Snowflake - Load data - Native Load Control - 1.8
Before loading the data from your Source(s) System(s) to your Snowflake Target System, please:
You are now ready to load the data.
There are three possibilities to load the data natively with Snowflake:
- Sequentially based on Snowflake Tasks (with or without a schedule)
- With a near real-time approach with Snowflake Dynamic Tables and Stream
- With a stage-driven approach based on 1 Snowflake Task per Stage Model Object
The near real-time approach uses Snowflake Dynamic Tables with Stream, a Snowflake public preview.
Don't use this approach for a data solution in production.
With both approaches, you can load linked Project data in an overall load.

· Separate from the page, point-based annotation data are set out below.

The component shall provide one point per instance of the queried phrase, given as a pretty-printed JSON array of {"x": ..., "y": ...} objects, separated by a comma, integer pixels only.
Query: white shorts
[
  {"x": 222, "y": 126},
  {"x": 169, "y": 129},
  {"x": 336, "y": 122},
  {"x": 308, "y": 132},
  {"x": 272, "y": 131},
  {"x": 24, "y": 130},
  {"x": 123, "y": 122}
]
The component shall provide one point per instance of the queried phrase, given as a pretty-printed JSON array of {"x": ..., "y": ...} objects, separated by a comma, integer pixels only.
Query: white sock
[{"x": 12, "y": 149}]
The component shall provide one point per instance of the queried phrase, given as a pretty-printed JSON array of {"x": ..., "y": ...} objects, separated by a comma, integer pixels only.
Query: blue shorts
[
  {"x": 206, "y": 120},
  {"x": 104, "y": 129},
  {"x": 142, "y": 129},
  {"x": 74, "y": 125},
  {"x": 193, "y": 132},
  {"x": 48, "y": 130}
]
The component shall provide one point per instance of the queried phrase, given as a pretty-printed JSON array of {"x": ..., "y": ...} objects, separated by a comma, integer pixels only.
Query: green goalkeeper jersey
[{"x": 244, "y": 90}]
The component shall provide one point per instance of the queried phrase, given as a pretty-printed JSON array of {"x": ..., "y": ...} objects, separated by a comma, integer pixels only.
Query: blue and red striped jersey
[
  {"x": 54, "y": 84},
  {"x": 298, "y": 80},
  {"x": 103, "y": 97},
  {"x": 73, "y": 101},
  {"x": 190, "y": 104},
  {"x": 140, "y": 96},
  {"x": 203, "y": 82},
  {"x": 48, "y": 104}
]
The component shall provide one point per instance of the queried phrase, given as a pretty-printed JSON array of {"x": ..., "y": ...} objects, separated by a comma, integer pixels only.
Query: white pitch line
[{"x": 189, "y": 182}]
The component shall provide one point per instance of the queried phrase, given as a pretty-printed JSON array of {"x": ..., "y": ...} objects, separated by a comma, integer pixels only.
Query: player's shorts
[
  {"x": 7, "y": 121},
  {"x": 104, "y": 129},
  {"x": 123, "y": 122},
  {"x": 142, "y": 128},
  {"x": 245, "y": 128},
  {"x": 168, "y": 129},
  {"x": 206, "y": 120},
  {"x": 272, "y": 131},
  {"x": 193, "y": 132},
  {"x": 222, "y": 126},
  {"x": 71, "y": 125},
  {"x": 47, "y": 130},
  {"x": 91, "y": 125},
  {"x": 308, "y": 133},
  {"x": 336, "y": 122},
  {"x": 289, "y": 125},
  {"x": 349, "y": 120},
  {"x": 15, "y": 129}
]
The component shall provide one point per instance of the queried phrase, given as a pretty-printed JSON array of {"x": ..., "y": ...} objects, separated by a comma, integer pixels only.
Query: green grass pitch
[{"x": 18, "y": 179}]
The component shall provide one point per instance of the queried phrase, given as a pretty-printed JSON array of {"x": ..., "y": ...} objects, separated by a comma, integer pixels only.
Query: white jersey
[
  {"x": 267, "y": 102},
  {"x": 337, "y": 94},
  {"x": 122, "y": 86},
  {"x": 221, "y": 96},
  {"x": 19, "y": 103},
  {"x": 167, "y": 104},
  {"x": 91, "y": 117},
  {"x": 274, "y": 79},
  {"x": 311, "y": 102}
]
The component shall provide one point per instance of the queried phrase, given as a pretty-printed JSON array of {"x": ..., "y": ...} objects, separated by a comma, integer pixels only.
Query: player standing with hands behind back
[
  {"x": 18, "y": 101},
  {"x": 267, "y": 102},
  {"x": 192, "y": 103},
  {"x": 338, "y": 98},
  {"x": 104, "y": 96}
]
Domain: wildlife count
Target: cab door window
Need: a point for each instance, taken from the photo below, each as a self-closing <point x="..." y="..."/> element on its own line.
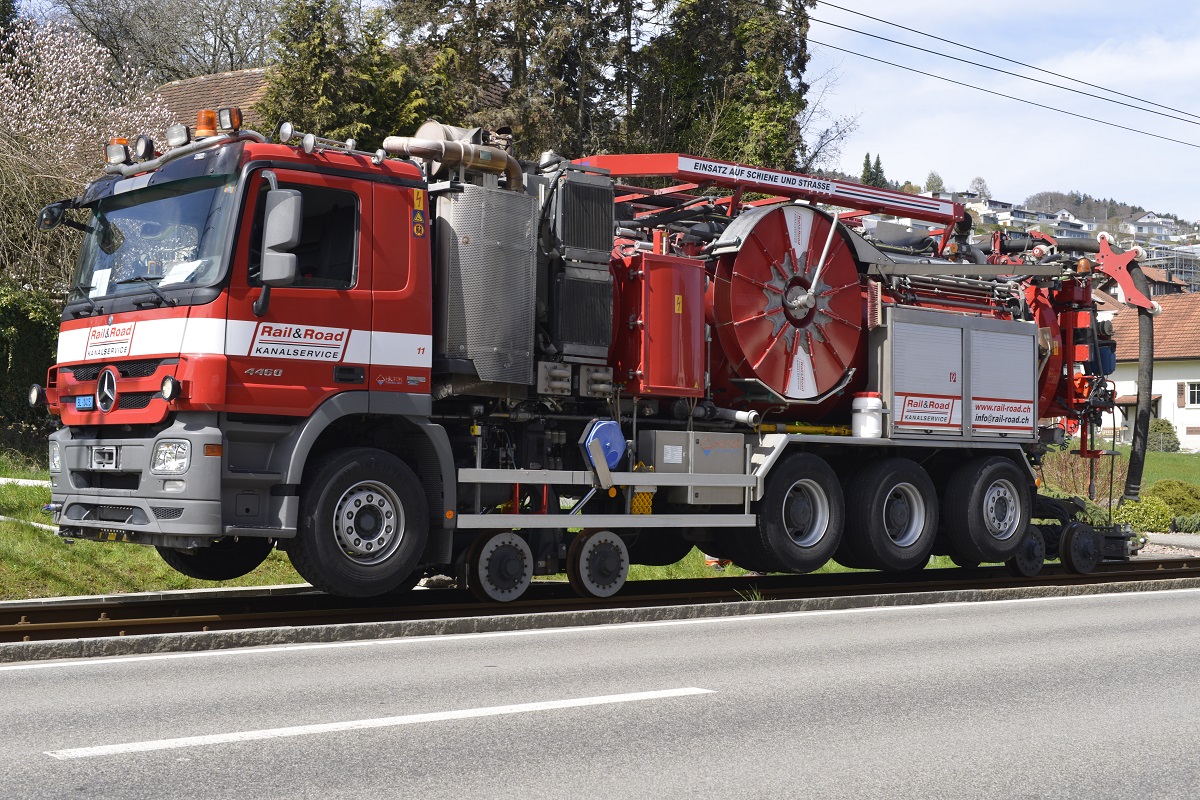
<point x="327" y="257"/>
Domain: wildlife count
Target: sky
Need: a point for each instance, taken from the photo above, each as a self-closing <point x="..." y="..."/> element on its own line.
<point x="917" y="124"/>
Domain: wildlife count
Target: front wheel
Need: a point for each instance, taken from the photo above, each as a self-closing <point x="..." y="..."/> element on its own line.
<point x="223" y="560"/>
<point x="364" y="522"/>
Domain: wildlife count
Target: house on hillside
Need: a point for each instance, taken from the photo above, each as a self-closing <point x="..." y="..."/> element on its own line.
<point x="1176" y="384"/>
<point x="240" y="88"/>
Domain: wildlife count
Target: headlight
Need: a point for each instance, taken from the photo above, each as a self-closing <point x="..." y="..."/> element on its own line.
<point x="171" y="457"/>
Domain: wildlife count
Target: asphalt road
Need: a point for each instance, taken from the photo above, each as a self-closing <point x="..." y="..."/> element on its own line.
<point x="1085" y="697"/>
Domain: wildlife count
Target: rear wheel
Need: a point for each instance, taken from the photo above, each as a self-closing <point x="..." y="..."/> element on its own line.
<point x="892" y="515"/>
<point x="799" y="516"/>
<point x="987" y="509"/>
<point x="364" y="522"/>
<point x="223" y="560"/>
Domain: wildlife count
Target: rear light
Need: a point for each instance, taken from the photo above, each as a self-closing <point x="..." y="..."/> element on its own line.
<point x="205" y="124"/>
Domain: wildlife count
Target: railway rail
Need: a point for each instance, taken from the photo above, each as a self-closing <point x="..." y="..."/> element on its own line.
<point x="138" y="615"/>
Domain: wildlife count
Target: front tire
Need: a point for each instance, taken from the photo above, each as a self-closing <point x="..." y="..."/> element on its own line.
<point x="364" y="522"/>
<point x="223" y="560"/>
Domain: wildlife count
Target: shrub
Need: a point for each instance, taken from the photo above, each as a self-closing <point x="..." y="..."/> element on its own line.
<point x="1188" y="524"/>
<point x="1183" y="498"/>
<point x="1152" y="513"/>
<point x="1071" y="474"/>
<point x="1162" y="437"/>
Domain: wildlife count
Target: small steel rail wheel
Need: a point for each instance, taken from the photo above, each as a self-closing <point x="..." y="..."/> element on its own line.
<point x="658" y="547"/>
<point x="1030" y="557"/>
<point x="985" y="509"/>
<point x="499" y="566"/>
<point x="1081" y="548"/>
<point x="364" y="522"/>
<point x="223" y="560"/>
<point x="801" y="515"/>
<point x="597" y="564"/>
<point x="892" y="515"/>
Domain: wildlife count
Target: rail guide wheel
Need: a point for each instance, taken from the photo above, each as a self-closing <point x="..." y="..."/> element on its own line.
<point x="598" y="564"/>
<point x="499" y="566"/>
<point x="784" y="317"/>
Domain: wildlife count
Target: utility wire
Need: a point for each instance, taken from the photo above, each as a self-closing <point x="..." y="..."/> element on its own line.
<point x="999" y="94"/>
<point x="1015" y="74"/>
<point x="975" y="49"/>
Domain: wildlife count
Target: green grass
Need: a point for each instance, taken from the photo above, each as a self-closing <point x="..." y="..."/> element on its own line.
<point x="35" y="563"/>
<point x="15" y="464"/>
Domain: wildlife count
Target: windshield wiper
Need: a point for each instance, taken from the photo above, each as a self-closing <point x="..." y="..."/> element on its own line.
<point x="169" y="301"/>
<point x="83" y="293"/>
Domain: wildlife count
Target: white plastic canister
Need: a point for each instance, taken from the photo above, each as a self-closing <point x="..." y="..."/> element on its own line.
<point x="868" y="416"/>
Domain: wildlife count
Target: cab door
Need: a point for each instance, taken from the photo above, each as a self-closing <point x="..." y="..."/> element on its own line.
<point x="313" y="340"/>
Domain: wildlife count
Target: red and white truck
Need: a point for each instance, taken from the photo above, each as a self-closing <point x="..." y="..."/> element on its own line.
<point x="439" y="358"/>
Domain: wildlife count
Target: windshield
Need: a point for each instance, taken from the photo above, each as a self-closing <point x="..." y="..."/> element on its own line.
<point x="168" y="235"/>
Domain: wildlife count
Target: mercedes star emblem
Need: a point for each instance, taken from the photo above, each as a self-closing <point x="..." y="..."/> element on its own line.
<point x="106" y="390"/>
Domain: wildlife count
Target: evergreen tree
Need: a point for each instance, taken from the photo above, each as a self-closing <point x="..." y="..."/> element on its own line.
<point x="340" y="83"/>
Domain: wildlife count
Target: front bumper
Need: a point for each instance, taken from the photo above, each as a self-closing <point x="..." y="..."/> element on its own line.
<point x="126" y="501"/>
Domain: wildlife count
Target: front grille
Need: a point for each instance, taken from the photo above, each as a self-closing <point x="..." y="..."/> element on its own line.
<point x="141" y="368"/>
<point x="135" y="401"/>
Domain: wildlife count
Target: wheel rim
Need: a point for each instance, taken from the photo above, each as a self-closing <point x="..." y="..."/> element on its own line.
<point x="369" y="523"/>
<point x="805" y="512"/>
<point x="604" y="564"/>
<point x="904" y="515"/>
<point x="505" y="566"/>
<point x="1001" y="510"/>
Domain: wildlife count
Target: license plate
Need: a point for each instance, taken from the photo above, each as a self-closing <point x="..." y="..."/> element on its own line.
<point x="103" y="457"/>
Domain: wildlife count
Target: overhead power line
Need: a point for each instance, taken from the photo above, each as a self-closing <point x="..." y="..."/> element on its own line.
<point x="1001" y="58"/>
<point x="1000" y="94"/>
<point x="1007" y="72"/>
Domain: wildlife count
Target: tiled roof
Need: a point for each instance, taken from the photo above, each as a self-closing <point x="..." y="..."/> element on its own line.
<point x="241" y="88"/>
<point x="1176" y="330"/>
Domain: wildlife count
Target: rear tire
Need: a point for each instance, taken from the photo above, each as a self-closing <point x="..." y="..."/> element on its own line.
<point x="364" y="522"/>
<point x="223" y="560"/>
<point x="801" y="516"/>
<point x="987" y="509"/>
<point x="892" y="516"/>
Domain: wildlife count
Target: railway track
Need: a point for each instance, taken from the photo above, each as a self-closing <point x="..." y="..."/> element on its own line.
<point x="139" y="615"/>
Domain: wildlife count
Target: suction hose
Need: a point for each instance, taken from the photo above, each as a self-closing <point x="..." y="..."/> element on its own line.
<point x="1145" y="378"/>
<point x="459" y="154"/>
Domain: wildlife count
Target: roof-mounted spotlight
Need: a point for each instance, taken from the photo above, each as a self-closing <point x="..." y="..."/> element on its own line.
<point x="229" y="119"/>
<point x="143" y="148"/>
<point x="178" y="134"/>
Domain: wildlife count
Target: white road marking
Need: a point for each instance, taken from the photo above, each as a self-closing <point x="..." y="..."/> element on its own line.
<point x="364" y="725"/>
<point x="451" y="638"/>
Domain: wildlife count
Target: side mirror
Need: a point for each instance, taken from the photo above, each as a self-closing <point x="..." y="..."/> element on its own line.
<point x="51" y="217"/>
<point x="281" y="233"/>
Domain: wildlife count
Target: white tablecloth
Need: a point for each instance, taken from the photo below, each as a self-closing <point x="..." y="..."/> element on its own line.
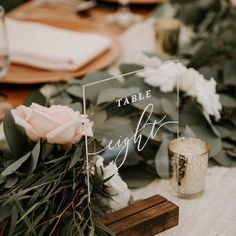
<point x="214" y="213"/>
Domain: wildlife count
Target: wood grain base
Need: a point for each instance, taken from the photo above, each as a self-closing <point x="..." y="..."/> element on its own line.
<point x="144" y="218"/>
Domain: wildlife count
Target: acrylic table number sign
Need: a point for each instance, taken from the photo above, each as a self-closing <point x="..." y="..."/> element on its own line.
<point x="128" y="115"/>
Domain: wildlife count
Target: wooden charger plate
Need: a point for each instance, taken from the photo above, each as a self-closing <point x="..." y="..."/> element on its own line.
<point x="138" y="1"/>
<point x="20" y="74"/>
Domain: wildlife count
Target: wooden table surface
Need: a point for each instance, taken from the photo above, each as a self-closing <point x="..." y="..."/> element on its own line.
<point x="32" y="10"/>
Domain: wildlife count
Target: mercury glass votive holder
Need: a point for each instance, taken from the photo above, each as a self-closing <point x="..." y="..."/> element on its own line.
<point x="188" y="166"/>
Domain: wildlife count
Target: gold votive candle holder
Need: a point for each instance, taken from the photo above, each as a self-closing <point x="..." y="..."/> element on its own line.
<point x="188" y="166"/>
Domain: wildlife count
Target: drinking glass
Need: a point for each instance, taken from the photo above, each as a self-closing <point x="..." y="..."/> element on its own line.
<point x="4" y="52"/>
<point x="188" y="166"/>
<point x="124" y="16"/>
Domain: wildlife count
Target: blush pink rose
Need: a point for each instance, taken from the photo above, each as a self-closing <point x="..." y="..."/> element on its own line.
<point x="56" y="124"/>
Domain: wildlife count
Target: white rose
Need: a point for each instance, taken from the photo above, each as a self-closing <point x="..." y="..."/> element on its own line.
<point x="56" y="124"/>
<point x="116" y="186"/>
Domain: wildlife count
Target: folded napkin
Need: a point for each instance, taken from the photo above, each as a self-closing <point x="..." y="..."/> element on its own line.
<point x="52" y="48"/>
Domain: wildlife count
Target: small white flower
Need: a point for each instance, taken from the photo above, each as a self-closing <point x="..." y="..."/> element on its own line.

You can also load the data with an external tool as:
Load the data sequentially
With a schedule
To load the data:
- Open Snowflake
- Open the Worksheet XXXXX_tasks_helper.sql. It contains 5 parts:
- Enable all tasks: Load the data with a schedule
- Which is the DAG that is currently scheduled or is executing?: Monitor the current execution
- Returns the history of a DAG or task: Monitor all the executions
- Show logging events for the loaders: Display the logging events
- After the test execute the following script to ensure that no additional costs occur: Suspend the root Task
- To launch the data load with a schedule every X minutes:
- Select the seventh line of Part 1 and execute it: the root task and all the dependent tasks to load the data are launched:
CALL SYSTEM$TASK_DEPENDENTS_ENABLE('LOAD_XXXXXX_ROOT_TASK');
Be careful: The root task will be executed every 5 minutes by default.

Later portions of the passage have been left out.